Here are all the rubrics with their weights and a sample score:

Insightful (30%): 4 → 0.80 × 0.30 = 0.24
Clarity (15%): 3 → 0.60 × 0.15 = 0.09
Depth (20%): 4 → 0.80 × 0.20 = 0.16
Examples (10%): 2 → 0.60 × 0.10 = 0.06
Applicable (25%): 3 → 1.00 × 0.25 = 0.25

Total = 81 out of 100.

Aggregation Method

I considered whether I want to reject an article outright if applicability or insightfulness fall below a certain threshold, but for now I'm going to leave it as-is and test it. If I find I want to change this in the near future, I'll do it then.

Reflections

This is by far my favorite AI skill I've ever built.
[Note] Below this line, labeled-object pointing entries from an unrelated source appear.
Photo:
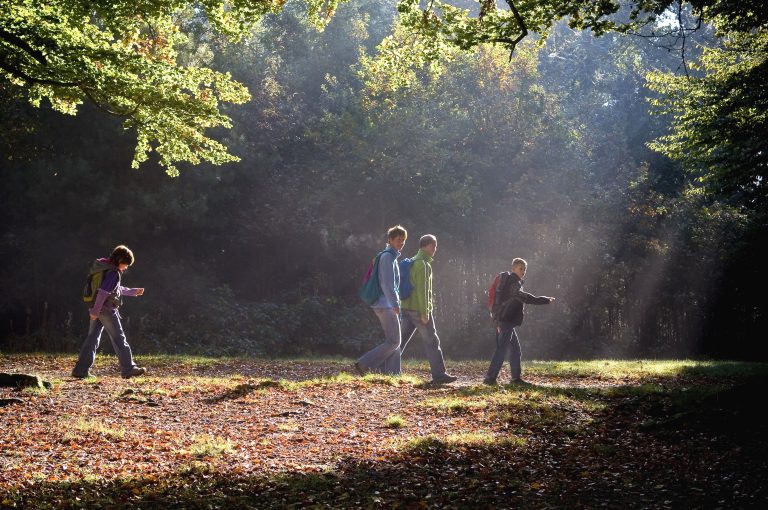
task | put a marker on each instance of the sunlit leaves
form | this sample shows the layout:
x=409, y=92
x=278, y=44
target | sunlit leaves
x=719, y=117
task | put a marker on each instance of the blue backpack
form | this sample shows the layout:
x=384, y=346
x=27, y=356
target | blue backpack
x=370, y=292
x=405, y=278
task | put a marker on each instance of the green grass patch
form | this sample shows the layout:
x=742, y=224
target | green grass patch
x=35, y=391
x=205, y=445
x=432, y=444
x=456, y=404
x=394, y=421
x=93, y=426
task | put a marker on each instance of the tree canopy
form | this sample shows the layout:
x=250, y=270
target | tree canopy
x=129, y=59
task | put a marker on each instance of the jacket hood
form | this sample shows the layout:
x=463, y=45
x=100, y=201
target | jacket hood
x=422, y=255
x=100, y=265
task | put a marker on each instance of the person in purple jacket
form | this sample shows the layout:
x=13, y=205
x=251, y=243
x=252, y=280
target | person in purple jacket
x=105, y=315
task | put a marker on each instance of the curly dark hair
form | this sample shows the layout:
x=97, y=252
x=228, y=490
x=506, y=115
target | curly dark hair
x=121, y=255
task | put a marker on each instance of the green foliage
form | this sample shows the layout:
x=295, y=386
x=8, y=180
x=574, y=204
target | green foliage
x=124, y=57
x=719, y=118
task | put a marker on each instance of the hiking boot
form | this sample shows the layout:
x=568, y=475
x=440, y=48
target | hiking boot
x=444, y=379
x=134, y=372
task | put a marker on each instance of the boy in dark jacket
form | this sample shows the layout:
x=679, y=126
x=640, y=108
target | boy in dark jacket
x=104, y=315
x=509, y=315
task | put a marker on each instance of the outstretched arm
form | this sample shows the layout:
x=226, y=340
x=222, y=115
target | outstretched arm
x=530, y=299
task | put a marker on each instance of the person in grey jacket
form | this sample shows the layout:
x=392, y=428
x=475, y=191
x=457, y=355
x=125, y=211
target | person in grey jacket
x=387, y=308
x=512, y=300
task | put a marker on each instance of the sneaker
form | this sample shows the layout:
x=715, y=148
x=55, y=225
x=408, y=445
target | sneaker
x=444, y=379
x=134, y=372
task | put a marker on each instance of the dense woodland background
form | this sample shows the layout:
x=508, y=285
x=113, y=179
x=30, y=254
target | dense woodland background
x=543, y=156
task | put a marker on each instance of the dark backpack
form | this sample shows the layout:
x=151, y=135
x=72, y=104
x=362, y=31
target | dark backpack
x=92, y=284
x=370, y=291
x=405, y=278
x=496, y=293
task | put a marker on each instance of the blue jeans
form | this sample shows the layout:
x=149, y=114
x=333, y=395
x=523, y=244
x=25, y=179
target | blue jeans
x=411, y=323
x=375, y=358
x=109, y=320
x=507, y=346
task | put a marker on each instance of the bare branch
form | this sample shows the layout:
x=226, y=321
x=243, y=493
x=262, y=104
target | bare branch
x=523, y=29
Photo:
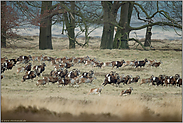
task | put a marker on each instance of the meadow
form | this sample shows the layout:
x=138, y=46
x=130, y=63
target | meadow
x=27, y=102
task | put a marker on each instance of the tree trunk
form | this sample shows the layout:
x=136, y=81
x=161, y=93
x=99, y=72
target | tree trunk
x=3, y=24
x=45, y=28
x=70, y=25
x=108, y=29
x=147, y=42
x=122, y=34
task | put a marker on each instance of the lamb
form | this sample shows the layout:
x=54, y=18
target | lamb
x=95, y=91
x=127, y=91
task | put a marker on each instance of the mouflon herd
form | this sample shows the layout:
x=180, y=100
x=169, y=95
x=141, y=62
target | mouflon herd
x=61, y=75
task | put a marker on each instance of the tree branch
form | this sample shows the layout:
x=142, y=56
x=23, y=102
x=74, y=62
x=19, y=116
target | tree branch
x=156, y=23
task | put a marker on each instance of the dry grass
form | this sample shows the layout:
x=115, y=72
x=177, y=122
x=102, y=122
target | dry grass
x=53, y=103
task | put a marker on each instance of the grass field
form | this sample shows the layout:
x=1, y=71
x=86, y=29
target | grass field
x=27, y=102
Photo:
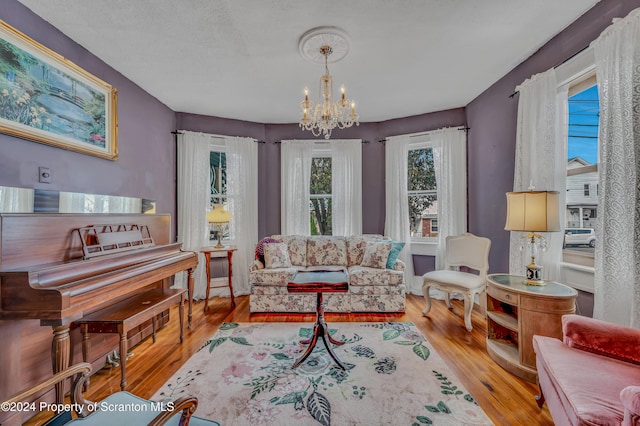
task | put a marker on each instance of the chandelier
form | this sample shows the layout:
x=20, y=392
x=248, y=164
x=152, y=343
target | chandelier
x=325, y=115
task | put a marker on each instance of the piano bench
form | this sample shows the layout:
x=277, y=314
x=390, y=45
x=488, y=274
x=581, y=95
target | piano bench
x=127, y=314
x=120, y=408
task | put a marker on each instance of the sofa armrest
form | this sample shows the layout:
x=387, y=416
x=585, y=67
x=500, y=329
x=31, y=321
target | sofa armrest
x=399, y=265
x=255, y=265
x=602, y=338
x=630, y=397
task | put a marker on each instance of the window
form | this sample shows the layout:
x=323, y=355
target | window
x=582, y=164
x=218, y=184
x=320, y=195
x=422, y=191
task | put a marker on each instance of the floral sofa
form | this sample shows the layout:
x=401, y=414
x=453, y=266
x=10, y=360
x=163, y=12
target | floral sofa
x=372, y=286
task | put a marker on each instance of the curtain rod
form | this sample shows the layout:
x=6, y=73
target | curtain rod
x=415, y=135
x=319, y=141
x=561, y=63
x=178, y=132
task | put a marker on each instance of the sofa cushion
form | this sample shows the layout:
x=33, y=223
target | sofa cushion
x=297, y=248
x=591, y=398
x=601, y=337
x=376, y=254
x=356, y=245
x=278, y=277
x=276, y=255
x=366, y=276
x=326, y=250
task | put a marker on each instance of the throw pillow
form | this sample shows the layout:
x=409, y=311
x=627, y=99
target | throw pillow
x=260, y=248
x=276, y=255
x=396, y=248
x=376, y=254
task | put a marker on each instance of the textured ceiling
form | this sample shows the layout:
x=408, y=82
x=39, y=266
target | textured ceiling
x=239, y=58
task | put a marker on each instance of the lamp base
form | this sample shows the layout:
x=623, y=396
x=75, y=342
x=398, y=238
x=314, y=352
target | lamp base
x=534, y=274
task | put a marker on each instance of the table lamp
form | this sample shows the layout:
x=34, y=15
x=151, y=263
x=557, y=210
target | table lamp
x=219, y=216
x=533, y=212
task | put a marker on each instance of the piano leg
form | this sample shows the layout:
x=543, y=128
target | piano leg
x=60, y=354
x=123, y=358
x=190, y=297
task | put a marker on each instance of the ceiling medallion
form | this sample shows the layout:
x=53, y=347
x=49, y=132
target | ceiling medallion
x=318, y=45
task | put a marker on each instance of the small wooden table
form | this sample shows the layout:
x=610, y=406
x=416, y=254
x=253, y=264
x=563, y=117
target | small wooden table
x=207, y=255
x=127, y=314
x=319, y=282
x=515, y=312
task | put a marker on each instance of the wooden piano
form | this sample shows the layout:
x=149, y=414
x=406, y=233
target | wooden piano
x=45, y=276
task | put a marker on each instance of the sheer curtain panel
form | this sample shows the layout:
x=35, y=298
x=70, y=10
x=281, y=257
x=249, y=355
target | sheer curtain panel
x=541, y=160
x=396, y=223
x=346, y=183
x=242, y=192
x=617, y=256
x=450, y=164
x=295, y=173
x=193, y=202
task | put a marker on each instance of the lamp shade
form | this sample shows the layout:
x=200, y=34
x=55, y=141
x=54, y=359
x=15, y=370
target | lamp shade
x=533, y=211
x=218, y=215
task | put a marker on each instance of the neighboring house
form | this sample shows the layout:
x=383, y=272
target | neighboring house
x=582, y=193
x=429, y=222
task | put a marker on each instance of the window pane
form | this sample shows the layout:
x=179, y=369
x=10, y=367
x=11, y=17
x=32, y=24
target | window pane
x=582, y=170
x=421, y=174
x=218, y=185
x=320, y=176
x=218, y=172
x=320, y=215
x=423, y=209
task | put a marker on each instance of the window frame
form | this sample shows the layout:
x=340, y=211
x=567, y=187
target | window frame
x=217, y=144
x=321, y=150
x=420, y=244
x=579, y=75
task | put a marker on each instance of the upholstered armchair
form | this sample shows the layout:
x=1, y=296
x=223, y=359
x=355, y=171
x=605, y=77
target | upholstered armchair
x=593, y=375
x=461, y=251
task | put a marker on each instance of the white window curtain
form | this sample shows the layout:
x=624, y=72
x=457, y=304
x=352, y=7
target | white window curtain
x=346, y=184
x=396, y=224
x=617, y=255
x=541, y=160
x=242, y=197
x=295, y=176
x=450, y=164
x=193, y=203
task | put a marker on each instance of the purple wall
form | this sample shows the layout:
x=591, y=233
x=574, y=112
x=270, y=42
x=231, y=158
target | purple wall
x=269, y=157
x=492, y=118
x=146, y=167
x=146, y=164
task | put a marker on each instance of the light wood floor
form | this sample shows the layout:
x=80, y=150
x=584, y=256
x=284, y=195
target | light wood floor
x=505, y=398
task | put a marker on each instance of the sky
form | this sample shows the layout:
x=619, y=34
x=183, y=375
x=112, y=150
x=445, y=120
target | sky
x=584, y=111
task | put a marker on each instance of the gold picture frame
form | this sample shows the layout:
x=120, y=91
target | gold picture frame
x=49, y=99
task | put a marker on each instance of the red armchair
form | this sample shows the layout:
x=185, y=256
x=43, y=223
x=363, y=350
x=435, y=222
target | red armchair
x=592, y=377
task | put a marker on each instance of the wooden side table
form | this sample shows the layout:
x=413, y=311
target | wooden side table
x=515, y=312
x=207, y=255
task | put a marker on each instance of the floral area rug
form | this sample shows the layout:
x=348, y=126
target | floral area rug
x=243, y=376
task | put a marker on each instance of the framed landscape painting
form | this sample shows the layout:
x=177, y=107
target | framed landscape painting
x=48, y=99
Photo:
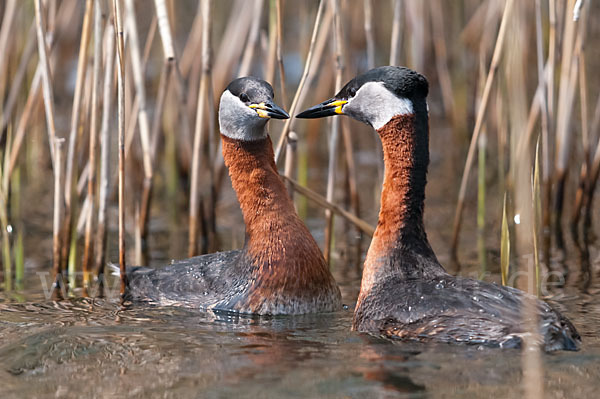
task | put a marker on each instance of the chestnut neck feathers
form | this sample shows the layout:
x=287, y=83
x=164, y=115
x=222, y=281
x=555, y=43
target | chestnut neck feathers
x=279, y=248
x=400, y=245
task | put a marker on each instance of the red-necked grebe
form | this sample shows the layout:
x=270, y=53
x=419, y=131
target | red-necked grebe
x=405, y=293
x=280, y=270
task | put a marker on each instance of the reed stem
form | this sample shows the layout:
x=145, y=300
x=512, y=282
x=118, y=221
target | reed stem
x=478, y=125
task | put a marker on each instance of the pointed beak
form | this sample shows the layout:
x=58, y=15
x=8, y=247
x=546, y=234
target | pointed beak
x=331, y=107
x=269, y=110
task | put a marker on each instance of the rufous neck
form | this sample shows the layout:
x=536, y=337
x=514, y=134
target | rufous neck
x=406, y=157
x=259, y=189
x=400, y=244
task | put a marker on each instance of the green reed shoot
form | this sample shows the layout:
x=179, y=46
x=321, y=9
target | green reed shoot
x=537, y=214
x=504, y=245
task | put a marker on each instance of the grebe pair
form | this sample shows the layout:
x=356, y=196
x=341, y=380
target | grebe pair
x=405, y=292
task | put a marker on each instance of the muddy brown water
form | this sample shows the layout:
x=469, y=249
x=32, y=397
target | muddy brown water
x=93, y=348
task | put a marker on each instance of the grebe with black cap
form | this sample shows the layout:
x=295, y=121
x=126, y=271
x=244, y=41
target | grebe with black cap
x=281, y=269
x=405, y=292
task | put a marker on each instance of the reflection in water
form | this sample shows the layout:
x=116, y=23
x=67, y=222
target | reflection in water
x=86, y=347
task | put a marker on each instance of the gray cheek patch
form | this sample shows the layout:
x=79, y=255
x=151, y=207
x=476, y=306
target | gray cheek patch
x=376, y=105
x=239, y=122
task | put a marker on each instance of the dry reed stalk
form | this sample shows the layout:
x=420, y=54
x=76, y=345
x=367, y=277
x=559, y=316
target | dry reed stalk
x=96, y=92
x=138, y=80
x=118, y=22
x=7, y=22
x=280, y=53
x=272, y=49
x=200, y=121
x=30, y=105
x=566, y=94
x=290, y=160
x=190, y=51
x=164, y=28
x=478, y=125
x=416, y=14
x=109, y=71
x=174, y=66
x=396, y=37
x=246, y=63
x=305, y=72
x=138, y=69
x=74, y=131
x=4, y=224
x=17, y=81
x=369, y=38
x=46, y=77
x=57, y=278
x=545, y=161
x=441, y=57
x=585, y=140
x=322, y=202
x=335, y=128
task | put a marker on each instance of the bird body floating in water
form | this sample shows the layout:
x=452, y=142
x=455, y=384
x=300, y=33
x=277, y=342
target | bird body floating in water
x=281, y=269
x=405, y=292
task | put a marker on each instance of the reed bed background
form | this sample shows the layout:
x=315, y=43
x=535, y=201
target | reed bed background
x=111, y=151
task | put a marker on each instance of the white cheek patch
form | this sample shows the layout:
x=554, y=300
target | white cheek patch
x=238, y=121
x=375, y=104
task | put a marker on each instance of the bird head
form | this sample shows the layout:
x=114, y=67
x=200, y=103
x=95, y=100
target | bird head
x=376, y=96
x=245, y=108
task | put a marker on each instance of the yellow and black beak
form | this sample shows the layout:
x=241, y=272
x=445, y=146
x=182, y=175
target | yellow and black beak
x=269, y=110
x=331, y=107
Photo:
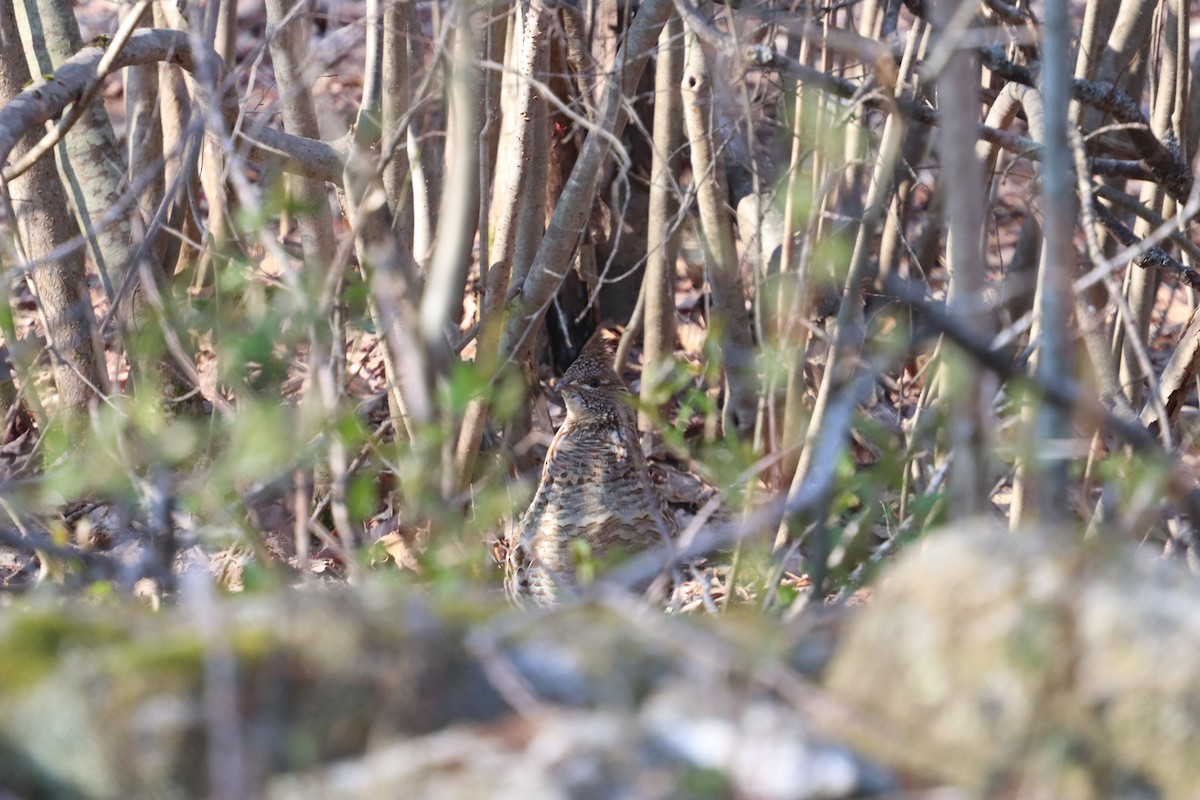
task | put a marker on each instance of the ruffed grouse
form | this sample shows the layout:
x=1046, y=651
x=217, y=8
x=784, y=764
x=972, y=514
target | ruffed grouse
x=595, y=487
It's one I developed for my own needs, one I keep refining, and the one I use every single weekend for something that genuinely matters to me.

It's so cool to look back a few months and see how far it's come. I've learned not only how to set up a skill with default permissions (so it doesn't ask me to confirm every tool call), but also how to create a PreToolUse hook to log which tools I use and how often, how to build user profiles, and much more. Most recently I spent a whole afternoon learning about and designing an evaluation system.

PreToolUse Hook example for Claude Code

This is what I love about AI — the things you can do with it that are deeply personal. I grew up watching sci-fi movies, and what I want one day is a Jarvis built just for me. This skill is somewhat basic, but it's helped me build a foundation for others I want to create.

I encourage anyone interested in AI to build a skill from scratch — one that helps you do something interesting and personal. That's where (I think) AI really shines.